- Directed by: Lou Howe
- Written by: Lou Howe
- Story by: Lou Howe
- Produced by: Luca Borghese Ben Howe
- Starring: Rory Culkin David Call Deirdre O'Connell Lynn Cohen
- Cinematography: Wyatt Garfield
- Edited by: Jane Rizzo
- Music by: Patrick Higgins
- Production company: AgX
- Distributed by: Oscilloscope
- Release dates: April 17, 2014 (Tribeca); June 19, 2015 (United States);
- Running time: 85 minutes
- Country: United States
- Language: English

= Gabriel (2014 film) =

Gabriel is a 2014 Independent psychological thriller drama film written and directed by Lou Howe and starring Rory Culkin.

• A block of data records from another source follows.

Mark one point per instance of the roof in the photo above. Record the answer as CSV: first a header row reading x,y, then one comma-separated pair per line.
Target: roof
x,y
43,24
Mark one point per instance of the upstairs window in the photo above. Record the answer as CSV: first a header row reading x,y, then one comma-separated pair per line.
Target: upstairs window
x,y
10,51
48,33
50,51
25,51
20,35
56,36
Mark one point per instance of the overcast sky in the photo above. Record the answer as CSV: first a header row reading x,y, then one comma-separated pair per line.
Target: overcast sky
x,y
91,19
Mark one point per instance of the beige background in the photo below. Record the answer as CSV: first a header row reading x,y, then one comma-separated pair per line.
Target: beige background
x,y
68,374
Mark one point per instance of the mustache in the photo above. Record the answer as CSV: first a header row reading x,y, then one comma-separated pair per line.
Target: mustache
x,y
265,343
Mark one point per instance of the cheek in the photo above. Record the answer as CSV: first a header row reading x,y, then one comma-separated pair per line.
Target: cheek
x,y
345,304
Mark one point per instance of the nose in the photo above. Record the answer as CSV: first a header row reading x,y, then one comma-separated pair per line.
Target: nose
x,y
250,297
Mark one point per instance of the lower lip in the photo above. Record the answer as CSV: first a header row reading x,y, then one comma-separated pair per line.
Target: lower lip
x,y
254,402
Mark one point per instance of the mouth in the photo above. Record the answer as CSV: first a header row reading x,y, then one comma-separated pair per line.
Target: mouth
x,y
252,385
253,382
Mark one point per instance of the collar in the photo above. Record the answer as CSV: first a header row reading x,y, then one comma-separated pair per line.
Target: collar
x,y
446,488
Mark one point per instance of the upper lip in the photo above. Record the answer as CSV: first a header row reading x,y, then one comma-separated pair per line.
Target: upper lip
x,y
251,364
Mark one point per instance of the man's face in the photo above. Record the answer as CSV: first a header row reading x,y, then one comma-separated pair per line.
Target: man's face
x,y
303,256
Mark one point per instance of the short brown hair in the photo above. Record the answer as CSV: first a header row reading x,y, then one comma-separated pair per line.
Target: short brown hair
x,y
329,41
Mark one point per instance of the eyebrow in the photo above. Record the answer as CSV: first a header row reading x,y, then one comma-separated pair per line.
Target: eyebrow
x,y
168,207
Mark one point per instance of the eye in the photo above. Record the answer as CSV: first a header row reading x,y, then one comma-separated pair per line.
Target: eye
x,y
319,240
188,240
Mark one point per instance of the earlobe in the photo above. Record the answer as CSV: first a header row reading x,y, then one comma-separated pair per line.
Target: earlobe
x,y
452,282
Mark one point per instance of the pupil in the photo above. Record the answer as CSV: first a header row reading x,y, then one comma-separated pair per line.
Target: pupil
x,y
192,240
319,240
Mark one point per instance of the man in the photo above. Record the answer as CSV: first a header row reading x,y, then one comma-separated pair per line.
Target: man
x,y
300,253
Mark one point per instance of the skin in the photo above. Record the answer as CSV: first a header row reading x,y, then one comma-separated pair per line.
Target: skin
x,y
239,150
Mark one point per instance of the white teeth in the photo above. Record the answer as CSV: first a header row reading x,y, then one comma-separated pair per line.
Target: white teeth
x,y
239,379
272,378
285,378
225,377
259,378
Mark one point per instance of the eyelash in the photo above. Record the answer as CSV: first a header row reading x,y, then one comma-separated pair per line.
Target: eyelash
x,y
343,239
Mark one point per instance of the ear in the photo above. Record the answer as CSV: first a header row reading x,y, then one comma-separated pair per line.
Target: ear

It is Howe's directorial debut.

==Plot==
A troubled young man searches obsessively for his first love, risking everything in an increasingly desperate pursuit.

==Cast==
- Rory Culkin as Gabriel
- Deirdre O'Connell as Meredith
- David Call as Matthew
- Emily Meade as Alice
- Lynn Cohen as Nonny
- Louisa Krause as Sarah
- Alexia Rasmussen as Kelly
- Frank De Julio as Paul
- Desmin Borges as Rudy
- Seán Cullen as Jonathan Norton

==Reception==
The film has an 84% rating on Rotten Tomatoes. Eric Kohn of IndieWire graded the film a B+. Matt Zoller Seitz of RogerEbert.com awarded the film three stars. Mike D'Angelo of The A.V. Club graded the film a B. Clayton Dillard of Slant Magazine awarded the film one and a half stars out of four.